Lewis Center, Ohio Administrators in the Olentangy school district spent the summer debating whether to require lockdown drills in their nine schools. The Sept. 11 attacks helped them make up their minds.
The drills are now as regular as test runs for fires or tornadoes, with teachers keeping students in secured classrooms with the shades drawn.
"We were checking our existing plan to see if we were prepared if, God forbid, something were to happen," school Supt. William Reimer said. "Then Sept. 11 happened, and it reinforced the need to be as prepared as we can."
Around the country, schools are adopting new safety measures and adjusting emergency plans that were designed primarily to deal with natural disasters or student violence like the 1999 Columbine massacre.
School officials in Buffalo, N.Y., required 5,000 people attending a high school football game on Thanksgiving to walk through metal detectors, a procedure that will remain in place indefinitely for major events.
"We've put the screws down a little bit," said Bill Jackson, security and safety director for the Buffalo school system.
In October, schools in Fraser, Mich., started keeping exterior doors locked instead of letting visitors use the front door and expecting them to stop at the office. An adult door monitor admits visitors.

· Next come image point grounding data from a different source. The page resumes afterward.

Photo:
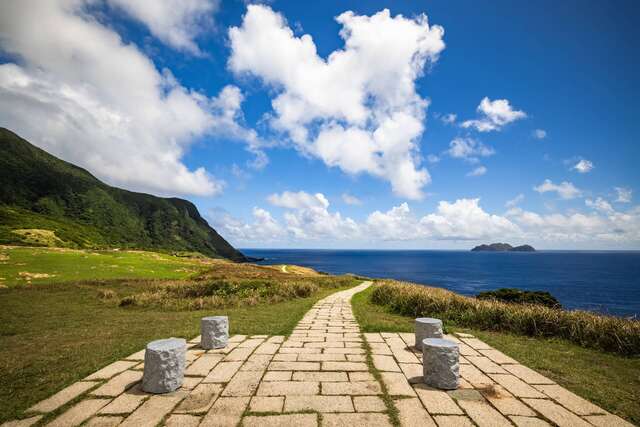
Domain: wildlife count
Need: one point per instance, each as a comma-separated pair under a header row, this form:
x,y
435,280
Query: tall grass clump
x,y
584,328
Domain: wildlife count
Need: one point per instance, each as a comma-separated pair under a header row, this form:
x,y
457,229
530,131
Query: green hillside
x,y
45,201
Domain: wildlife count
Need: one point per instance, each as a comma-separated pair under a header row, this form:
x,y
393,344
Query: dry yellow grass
x,y
584,328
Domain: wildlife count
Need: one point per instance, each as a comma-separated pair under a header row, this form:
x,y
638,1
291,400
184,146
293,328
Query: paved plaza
x,y
321,375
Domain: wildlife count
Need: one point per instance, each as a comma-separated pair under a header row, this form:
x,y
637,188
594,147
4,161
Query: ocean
x,y
602,281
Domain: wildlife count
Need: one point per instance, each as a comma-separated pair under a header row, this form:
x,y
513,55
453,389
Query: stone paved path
x,y
319,375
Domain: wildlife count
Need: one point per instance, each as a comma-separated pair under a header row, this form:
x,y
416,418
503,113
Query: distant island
x,y
503,247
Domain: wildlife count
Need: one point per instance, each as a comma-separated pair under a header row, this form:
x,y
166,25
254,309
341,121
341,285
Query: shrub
x,y
520,296
587,329
106,294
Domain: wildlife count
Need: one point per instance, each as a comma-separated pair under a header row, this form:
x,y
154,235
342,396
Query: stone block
x,y
427,327
164,363
440,359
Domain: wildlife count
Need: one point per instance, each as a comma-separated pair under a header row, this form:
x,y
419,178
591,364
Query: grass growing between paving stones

The Center for School Safety, based in Kentucky, this month plans to begin revamping model emergency plans, which most districts follow, to include instructions bioterrorism, chemical weapons and mass infections.
"School violence like Columbine is terrorism but only on a local level. Now we have to address a different kind of terrorism," said Jon Akers, center director.
The 137,000-student Montgomery County, Md., school system began offering three-hour crisis training sessions last fall for administrators, teachers and other staff members.
They are taught how to assess the severity of bomb threats, understand emergency codes and run evacuation drills. They are put through simulations of emergencies.
"Within a 10-minute span, we have them make some critical decisions about what to do. It's very real," Ed Clarke, district director of safety and security.
Curt Lavarello, executive director of the National Association of School Resource Officers in Boynton Beach, Fla., said more schools are working with police and fire departments. Some are looking into whether there is a high-risk target nearby, such as a historic landmark, military installation or nuclear plant.
Other districts are adding to their crisis plans mail-handling suggestions, such as opening packages in an isolated areas while wearing gloves.